My doctor tells me that I am the only person she knows may have contracted the infection while I was in the hospital after giving birth. The doctors had seen other cases, including the woman who died, and all had been transported from other hospitals, rural areas and, in one case, a home birth.

Women who are at the time of delivery are particularly vulnerable to infections because it is "easy for the body to invade [by using] breaks in the epidermal / mucosal barriers in the bad and vulva," says Deresinski. In addition, a woman's immunity can be "somewhat depressed" during pregnancy, he added.

In my case, my doctors broke my water by piercing my amniotic sac to speed up labor. That may provide a pathway for the bacteria, and I had a second-degree break in my perineum during delivery. In every 100,000 live births, six women will contract group A invasive streptococci, according to the CDC, and most of these cases occur after a badl delivery.

In addition, contact with young children is an "underestimated risk factor" for contracting an invasive group A streptococcus, according to CDC medical epidemiologist Chris Van Beneden, an expert on these infections, because the 25th 100 percent of children carry the bacteria in their throat compared to less than 5 percent of adults. "This was probably the result of at least two factors: widespread contact with other children in day care and other places, and an immune system that is not as mature as in older people," Deresinski said. I had a 4 year old boy and a 2 year old boy at home.

There is one thing you could have done.

During a prenatal visit when I was about 32 weeks pregnant, I had a persistent throat ulcer. The nurses threw a light in my throat and saw a white spot on the right side. My doctor took a culture and prescribed antibiotics if I had positive results for streptococcal pharyngitis. The next day, the culture was negative, so the nurse and I agreed that I did not need to take the antibiotics. It may not have made any difference, but in retrospect, I wish I had taken the medication.

Now, a year later, I am completely healthy, as is my son.

And when I read stories about women who suffered -or died- after giving birth, as that woman did in Nova Scotia, I am overwhelmed with emotion.

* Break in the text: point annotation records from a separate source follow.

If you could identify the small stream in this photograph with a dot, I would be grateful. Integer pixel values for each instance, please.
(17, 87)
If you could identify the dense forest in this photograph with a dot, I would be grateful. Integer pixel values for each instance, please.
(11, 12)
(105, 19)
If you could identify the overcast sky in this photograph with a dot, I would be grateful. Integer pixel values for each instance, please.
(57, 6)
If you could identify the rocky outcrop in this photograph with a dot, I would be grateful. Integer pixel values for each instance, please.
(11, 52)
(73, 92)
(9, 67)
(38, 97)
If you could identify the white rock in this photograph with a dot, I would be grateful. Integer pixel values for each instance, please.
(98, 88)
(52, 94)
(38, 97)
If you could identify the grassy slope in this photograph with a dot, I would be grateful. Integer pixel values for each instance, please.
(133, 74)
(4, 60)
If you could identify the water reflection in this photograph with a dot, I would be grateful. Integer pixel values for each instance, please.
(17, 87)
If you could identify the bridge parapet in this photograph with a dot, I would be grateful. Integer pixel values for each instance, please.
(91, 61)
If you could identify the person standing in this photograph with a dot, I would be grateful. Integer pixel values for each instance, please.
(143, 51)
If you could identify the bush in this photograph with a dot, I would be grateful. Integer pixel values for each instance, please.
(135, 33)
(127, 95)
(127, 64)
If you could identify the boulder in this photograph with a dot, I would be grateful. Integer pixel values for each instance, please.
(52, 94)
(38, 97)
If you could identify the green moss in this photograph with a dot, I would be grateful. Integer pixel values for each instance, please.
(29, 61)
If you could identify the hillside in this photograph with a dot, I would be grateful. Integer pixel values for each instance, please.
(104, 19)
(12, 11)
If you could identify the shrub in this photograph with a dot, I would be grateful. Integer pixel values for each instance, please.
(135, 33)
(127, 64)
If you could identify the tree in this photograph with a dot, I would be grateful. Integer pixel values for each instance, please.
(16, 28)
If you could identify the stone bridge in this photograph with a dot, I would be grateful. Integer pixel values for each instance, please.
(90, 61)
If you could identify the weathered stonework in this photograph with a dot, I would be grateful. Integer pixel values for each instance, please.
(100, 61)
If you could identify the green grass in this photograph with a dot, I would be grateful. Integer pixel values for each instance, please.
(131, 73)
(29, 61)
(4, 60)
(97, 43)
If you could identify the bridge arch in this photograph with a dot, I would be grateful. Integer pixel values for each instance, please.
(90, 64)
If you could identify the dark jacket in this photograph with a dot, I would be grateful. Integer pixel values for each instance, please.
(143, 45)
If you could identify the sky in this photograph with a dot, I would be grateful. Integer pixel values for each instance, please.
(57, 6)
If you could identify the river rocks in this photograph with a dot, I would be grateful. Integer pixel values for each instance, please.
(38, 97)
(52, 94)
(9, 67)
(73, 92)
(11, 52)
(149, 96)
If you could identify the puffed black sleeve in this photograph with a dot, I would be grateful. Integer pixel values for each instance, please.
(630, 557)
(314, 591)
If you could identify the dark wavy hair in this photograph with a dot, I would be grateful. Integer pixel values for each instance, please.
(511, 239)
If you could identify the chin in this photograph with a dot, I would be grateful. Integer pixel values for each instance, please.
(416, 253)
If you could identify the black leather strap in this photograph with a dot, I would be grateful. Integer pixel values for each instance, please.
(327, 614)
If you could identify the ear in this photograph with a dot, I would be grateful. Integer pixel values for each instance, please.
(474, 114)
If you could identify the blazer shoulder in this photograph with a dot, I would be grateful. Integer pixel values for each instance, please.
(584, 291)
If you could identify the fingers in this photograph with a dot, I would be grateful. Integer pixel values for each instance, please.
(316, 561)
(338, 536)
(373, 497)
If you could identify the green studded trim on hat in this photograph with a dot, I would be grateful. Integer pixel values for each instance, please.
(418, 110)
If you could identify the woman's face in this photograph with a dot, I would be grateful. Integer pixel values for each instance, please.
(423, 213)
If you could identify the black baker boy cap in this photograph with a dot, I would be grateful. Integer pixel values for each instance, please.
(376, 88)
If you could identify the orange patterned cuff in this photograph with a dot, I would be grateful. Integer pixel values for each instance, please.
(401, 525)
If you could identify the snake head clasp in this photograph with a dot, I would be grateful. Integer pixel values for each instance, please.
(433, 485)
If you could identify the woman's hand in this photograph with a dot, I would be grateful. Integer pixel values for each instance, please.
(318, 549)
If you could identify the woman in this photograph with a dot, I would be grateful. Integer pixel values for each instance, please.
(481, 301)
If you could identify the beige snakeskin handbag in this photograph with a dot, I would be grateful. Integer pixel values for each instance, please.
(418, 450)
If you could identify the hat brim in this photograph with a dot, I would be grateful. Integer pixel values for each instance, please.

It pinches me: I'm so grateful to be here and I can support my little ones.

When my doctor sat in my hospital bed to tell me I needed surgery right away, he thought I would not do it another day without the infection consuming my body.

Today, I look back with a wide-eyed wonder that was so close to death. I learned to have the highest respect for fever, especially a high one. I learned that the bacteria that cause strep throat can be deadly. And I learned that no matter how healthy I am, I'm not invincible.

Here's what I would say to others: Do not ignore the symptoms.

If something seems wrong, it probably is. Trust your instincts; Only you know your body If you have a fever after giving birth, get immediate attention. And always err on the side of caution because the line between living and dying is thinner than I ever imagined.